I reached the bridge pool that I thought would have the best chance of holding fish. The stream was high and slightly discolored, so I tied on a big red worm pattern with bright gold tinsel ribbing. A few casts to the head of the pool produced a drift that was probably too high in the water column. I decided to cast across and let it swing through the tail of the pool. On the third drift the line stopped and I lightly put on the tension. I knew that if it was a trout a strong hook set would pull the fly upstream out of his mouth, and if it was a snag the fly would be hopelessly lodged in the rocks. Luckily, rocks don't tend to thrash around on the surface when hooked.

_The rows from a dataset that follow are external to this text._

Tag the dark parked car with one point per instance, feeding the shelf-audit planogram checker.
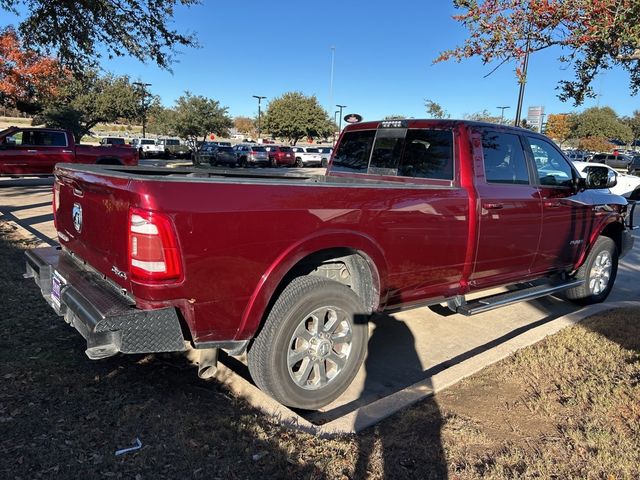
(280, 155)
(112, 141)
(223, 155)
(204, 154)
(251, 155)
(634, 166)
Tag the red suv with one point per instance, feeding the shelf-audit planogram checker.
(279, 155)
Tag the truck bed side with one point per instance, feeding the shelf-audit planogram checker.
(238, 240)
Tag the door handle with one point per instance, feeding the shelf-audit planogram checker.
(493, 206)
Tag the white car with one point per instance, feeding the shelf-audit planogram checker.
(148, 148)
(307, 156)
(628, 186)
(326, 155)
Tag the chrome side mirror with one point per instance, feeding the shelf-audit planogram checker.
(600, 177)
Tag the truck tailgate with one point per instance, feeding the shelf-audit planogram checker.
(92, 214)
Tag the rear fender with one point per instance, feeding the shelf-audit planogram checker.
(610, 225)
(262, 295)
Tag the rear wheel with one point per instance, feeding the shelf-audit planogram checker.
(598, 272)
(311, 345)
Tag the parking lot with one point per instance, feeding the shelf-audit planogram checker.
(412, 353)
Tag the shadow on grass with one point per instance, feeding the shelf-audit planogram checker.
(65, 416)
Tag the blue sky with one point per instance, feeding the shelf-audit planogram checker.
(383, 61)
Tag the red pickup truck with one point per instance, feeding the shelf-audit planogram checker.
(289, 268)
(36, 151)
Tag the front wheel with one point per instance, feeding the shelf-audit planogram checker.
(311, 345)
(598, 272)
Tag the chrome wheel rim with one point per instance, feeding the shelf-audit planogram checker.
(320, 347)
(600, 273)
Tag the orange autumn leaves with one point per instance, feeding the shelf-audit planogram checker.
(25, 76)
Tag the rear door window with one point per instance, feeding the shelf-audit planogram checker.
(354, 151)
(428, 154)
(418, 153)
(553, 169)
(504, 160)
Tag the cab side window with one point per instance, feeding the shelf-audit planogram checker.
(504, 160)
(417, 153)
(428, 154)
(553, 169)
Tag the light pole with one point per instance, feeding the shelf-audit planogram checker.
(542, 115)
(259, 112)
(335, 122)
(340, 118)
(143, 89)
(502, 109)
(523, 81)
(333, 55)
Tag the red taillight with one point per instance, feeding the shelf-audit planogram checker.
(153, 247)
(56, 202)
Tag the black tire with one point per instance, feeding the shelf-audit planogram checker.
(304, 299)
(599, 273)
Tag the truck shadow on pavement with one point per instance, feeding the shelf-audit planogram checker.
(28, 223)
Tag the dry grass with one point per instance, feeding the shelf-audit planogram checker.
(568, 407)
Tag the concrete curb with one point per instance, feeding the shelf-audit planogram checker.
(377, 411)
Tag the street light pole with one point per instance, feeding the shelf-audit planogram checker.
(333, 54)
(340, 119)
(143, 89)
(542, 115)
(335, 122)
(259, 111)
(502, 109)
(523, 81)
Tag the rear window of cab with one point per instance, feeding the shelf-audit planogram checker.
(402, 152)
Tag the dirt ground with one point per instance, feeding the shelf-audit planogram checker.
(568, 407)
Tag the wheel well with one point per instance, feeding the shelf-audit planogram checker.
(108, 161)
(347, 266)
(614, 232)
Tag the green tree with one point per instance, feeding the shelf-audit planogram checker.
(83, 102)
(558, 127)
(244, 125)
(294, 116)
(601, 122)
(196, 116)
(76, 32)
(592, 36)
(633, 123)
(482, 116)
(435, 110)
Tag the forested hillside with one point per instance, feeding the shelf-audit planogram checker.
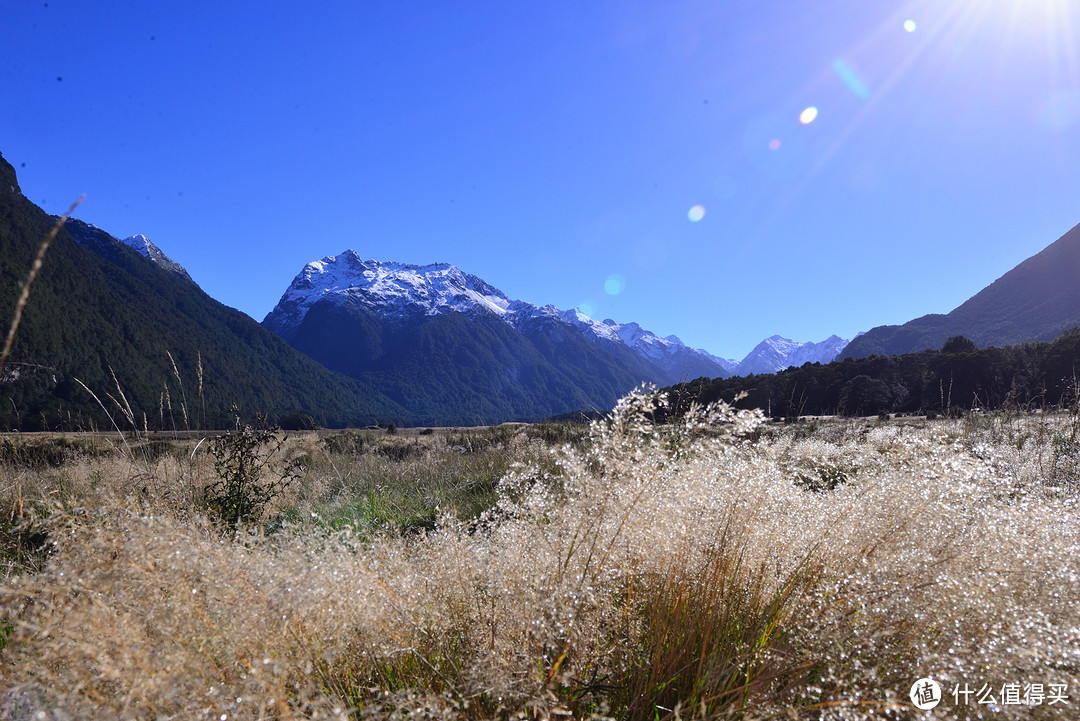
(957, 378)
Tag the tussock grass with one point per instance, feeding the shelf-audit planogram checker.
(650, 572)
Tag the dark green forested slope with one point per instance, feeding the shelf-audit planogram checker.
(463, 369)
(957, 378)
(1036, 300)
(89, 313)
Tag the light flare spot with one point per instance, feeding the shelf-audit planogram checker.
(615, 284)
(851, 79)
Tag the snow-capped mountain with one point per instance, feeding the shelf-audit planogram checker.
(148, 249)
(400, 293)
(775, 353)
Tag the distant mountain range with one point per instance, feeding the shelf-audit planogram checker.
(1037, 300)
(454, 349)
(775, 353)
(356, 341)
(102, 308)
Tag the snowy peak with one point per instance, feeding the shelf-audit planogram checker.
(143, 245)
(389, 288)
(397, 291)
(107, 246)
(775, 353)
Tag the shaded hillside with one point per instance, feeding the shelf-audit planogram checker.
(1037, 300)
(453, 349)
(102, 305)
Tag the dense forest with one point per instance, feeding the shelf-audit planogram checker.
(956, 379)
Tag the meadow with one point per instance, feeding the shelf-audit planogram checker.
(716, 567)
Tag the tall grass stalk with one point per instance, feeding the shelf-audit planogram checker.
(35, 269)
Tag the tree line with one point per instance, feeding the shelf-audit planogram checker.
(953, 380)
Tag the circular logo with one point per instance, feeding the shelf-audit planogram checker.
(926, 694)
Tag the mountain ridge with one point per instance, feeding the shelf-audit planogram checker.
(1036, 300)
(100, 309)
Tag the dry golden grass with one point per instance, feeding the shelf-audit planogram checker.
(653, 572)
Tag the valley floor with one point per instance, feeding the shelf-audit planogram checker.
(712, 568)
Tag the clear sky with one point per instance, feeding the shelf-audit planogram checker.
(646, 161)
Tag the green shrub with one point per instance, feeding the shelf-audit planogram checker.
(242, 460)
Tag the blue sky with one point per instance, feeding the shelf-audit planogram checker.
(566, 151)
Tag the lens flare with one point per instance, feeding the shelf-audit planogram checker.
(851, 79)
(725, 188)
(613, 285)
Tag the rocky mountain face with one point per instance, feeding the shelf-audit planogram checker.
(453, 348)
(1038, 299)
(100, 310)
(775, 353)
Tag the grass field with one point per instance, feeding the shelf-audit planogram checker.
(715, 568)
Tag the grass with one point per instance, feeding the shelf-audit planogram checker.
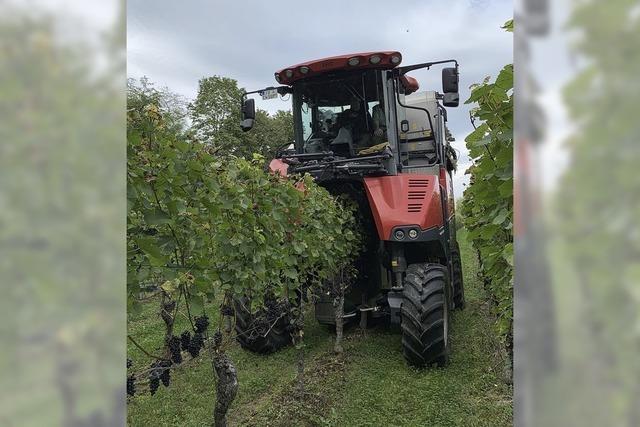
(370, 385)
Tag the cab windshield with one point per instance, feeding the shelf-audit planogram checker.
(343, 114)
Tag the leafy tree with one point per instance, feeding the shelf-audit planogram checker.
(215, 114)
(598, 213)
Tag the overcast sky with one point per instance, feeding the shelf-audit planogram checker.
(175, 43)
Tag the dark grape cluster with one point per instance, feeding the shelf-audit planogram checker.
(197, 342)
(174, 347)
(201, 324)
(217, 339)
(154, 383)
(165, 376)
(160, 371)
(185, 339)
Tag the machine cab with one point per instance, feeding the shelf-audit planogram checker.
(356, 106)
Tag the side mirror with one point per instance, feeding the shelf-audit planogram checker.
(451, 100)
(248, 114)
(450, 80)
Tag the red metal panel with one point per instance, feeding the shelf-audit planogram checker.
(340, 62)
(404, 199)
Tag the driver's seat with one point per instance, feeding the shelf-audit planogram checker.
(342, 144)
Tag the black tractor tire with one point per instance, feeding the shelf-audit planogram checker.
(457, 280)
(258, 335)
(425, 315)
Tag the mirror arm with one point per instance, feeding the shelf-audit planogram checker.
(401, 71)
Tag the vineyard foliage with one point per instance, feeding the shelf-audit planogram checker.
(201, 225)
(487, 205)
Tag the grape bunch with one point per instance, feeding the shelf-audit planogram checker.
(197, 342)
(131, 385)
(217, 339)
(185, 339)
(201, 324)
(174, 348)
(154, 381)
(226, 310)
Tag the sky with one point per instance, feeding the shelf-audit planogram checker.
(177, 43)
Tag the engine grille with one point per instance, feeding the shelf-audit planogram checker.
(416, 194)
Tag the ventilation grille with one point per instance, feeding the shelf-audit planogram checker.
(416, 195)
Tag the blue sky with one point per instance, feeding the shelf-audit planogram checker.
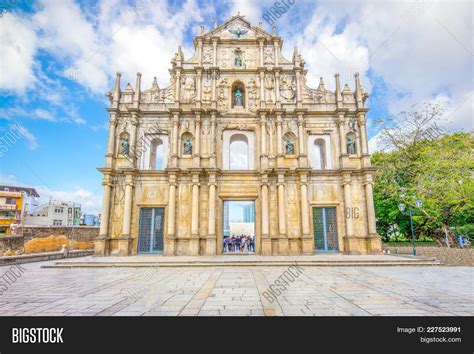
(57, 60)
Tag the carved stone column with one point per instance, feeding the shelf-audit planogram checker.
(178, 86)
(133, 141)
(298, 88)
(170, 246)
(374, 243)
(277, 52)
(364, 140)
(263, 137)
(344, 158)
(369, 198)
(303, 157)
(197, 141)
(199, 85)
(266, 243)
(199, 49)
(125, 239)
(279, 138)
(174, 141)
(109, 156)
(304, 205)
(193, 249)
(277, 89)
(213, 142)
(214, 51)
(101, 243)
(283, 240)
(211, 241)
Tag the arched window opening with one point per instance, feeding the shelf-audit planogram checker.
(238, 95)
(124, 147)
(289, 144)
(187, 144)
(157, 155)
(351, 144)
(238, 152)
(319, 151)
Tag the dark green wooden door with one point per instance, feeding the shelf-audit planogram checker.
(150, 233)
(325, 229)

As soon as I saw the thrashing I realized the trout at the end of my line was a true beast. After a few head shakes the fish went for a short run. It peeled out the line in my hand and some from the reel. Luckily I was able to turn him and get him in deeper, less snag filled water. He proceeded to shake his powerful head, and then bore into the bottom. Pulling him up was quite a chore with a four weight, but the rod was able to safely glide the fish to the net. When I was finally sure I was safe from losing the big trout, I realized what a miracle it was. I had just pulled a 20+ inch wild brown trout from this small mountain stream. That is just remarkable, and something that may very well never happen for me again. I marveled at the colors, the powerful tail, the orange adipose fin, the kype jaw, everything. This was truly a fish to behold. I also knew that it must return to the water, and was happy when it kicked away so quickly. WOW! The world had just given me a fantastic Christmas present. I was ecstatic.
I flipped a few more casts, but I knew it was useless. And what could possibly have improved my day anyway? I rode home still shaking.